Betrieb soll weiterlaufen

Wie beim AKGG, dessen Insolvenz Rechtsanwalt Carsten Koch von Westhelle und Partner verwaltet, soll auch bei Buntstift der Betrieb nicht beeinträchtigt werden. „Unterricht, Ausbildung und Beratungsangebot laufen ohne Einschränkungen weiter“, teilte Danko mit. Er will sich nun ein genaues Bild der Situation verschaffen. Denkbar sei eine Sanierung durch Übertragung an einen neuen Eigentümer oder über einen Insolvenzplan.

Noch am Mittwochabend hatten die Geschäftsführer des AKGG, Anja Marquardt, Robert Moos und Rut Wilcken, gegenüber der HNA erklärt, die Tochtergesellschaften seien nicht von der Insolvenz betroffen. Sie sind zugleich Geschäftsführer bei Buntstift. Zu diesem Zeitpunkt hatte das Gericht bereits Danko als Gutachter beauftragt, die Lage zu prüfen. Am Donnerstag empfahl er dann, das vorläufige Insolvenzverfahren zu eröffnen. Das Amtsgericht schloss sich diesem Vorschlag Freitag an.

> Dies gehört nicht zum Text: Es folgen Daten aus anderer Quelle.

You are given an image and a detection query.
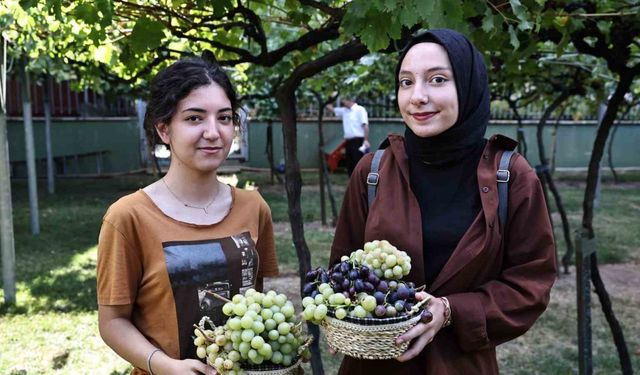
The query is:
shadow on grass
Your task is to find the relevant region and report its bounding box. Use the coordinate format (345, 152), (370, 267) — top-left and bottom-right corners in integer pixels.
(0, 176), (150, 314)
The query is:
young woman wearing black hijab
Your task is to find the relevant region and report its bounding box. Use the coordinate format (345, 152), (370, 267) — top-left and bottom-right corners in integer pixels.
(331, 29), (556, 375)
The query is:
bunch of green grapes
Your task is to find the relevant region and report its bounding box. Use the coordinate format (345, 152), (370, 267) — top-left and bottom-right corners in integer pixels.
(194, 289), (310, 375)
(302, 240), (424, 324)
(347, 240), (411, 280)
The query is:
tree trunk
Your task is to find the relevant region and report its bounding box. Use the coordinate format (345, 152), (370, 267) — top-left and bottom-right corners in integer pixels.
(42, 74), (55, 194)
(582, 71), (634, 375)
(276, 89), (324, 375)
(313, 92), (327, 225)
(536, 90), (573, 274)
(0, 35), (16, 305)
(507, 98), (527, 159)
(21, 56), (40, 234)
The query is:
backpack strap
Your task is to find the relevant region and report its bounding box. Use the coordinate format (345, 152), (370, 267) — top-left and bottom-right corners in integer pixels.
(496, 150), (514, 233)
(367, 149), (384, 208)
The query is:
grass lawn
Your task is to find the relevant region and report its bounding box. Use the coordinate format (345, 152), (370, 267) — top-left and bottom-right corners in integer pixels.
(0, 173), (640, 375)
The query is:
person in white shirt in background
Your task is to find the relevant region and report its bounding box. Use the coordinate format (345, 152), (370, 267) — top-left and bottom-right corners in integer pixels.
(327, 98), (370, 176)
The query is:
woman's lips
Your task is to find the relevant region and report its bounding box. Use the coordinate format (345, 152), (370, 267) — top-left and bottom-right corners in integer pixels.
(198, 147), (222, 154)
(411, 112), (438, 121)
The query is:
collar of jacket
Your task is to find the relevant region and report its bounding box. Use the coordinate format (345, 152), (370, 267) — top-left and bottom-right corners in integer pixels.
(380, 134), (518, 292)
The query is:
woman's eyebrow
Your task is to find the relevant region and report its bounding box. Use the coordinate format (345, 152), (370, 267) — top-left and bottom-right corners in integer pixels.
(182, 107), (207, 113)
(398, 66), (451, 74)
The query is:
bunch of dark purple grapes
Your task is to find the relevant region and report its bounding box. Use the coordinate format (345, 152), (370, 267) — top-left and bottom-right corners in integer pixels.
(303, 260), (416, 318)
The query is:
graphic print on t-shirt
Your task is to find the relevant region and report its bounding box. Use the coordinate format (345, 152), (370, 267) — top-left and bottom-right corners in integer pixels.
(162, 232), (258, 359)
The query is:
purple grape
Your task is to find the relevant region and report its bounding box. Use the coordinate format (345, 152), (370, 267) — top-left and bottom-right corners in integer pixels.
(320, 270), (329, 283)
(376, 280), (389, 293)
(360, 266), (370, 279)
(404, 302), (413, 311)
(373, 291), (384, 305)
(396, 284), (409, 300)
(302, 283), (316, 296)
(304, 271), (318, 281)
(340, 262), (351, 274)
(349, 270), (360, 281)
(367, 273), (380, 286)
(387, 305), (398, 316)
(373, 305), (387, 318)
(331, 272), (344, 284)
(420, 310), (433, 324)
(364, 281), (376, 294)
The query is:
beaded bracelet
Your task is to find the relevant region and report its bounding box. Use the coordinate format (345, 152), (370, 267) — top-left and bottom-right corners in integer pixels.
(440, 297), (451, 328)
(147, 348), (160, 375)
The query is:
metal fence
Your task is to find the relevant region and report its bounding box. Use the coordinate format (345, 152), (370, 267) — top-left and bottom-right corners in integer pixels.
(7, 79), (136, 118)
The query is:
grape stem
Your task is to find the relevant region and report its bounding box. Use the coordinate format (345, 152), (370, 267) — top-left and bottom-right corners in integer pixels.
(206, 290), (231, 302)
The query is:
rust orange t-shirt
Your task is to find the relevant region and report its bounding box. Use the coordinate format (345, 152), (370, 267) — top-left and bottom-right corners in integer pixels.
(97, 188), (278, 372)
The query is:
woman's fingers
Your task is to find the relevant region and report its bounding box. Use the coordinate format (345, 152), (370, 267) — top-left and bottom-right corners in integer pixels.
(396, 323), (429, 345)
(396, 333), (433, 362)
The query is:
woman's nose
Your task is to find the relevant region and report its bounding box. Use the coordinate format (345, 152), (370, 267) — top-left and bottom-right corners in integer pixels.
(203, 119), (220, 139)
(411, 83), (429, 105)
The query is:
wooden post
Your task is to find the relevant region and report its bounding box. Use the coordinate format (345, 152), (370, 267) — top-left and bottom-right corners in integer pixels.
(42, 74), (55, 194)
(0, 35), (16, 305)
(21, 56), (40, 234)
(576, 230), (595, 375)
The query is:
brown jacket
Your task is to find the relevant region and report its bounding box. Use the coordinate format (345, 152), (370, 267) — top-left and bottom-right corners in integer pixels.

Wilcken beteuerte Freitag auf Nachfrage, dass die beiden anderen AKGG-Töchter, das Psychosoziale Zentrum Schwalm-Eder-Nord und der Borkener Abgasanlagenhersteller Agatec wirtschaftlich sicher seien. „Daran wird sich auch nichts ändern“, sagte Wilcken. Insolvenzverwalter Danko erklärte derweil, dass die Buntstift gGmbH wegen der AKGG-Insolvenz derzeit Schwierigkeiten mit der Projektfinanzierung habe.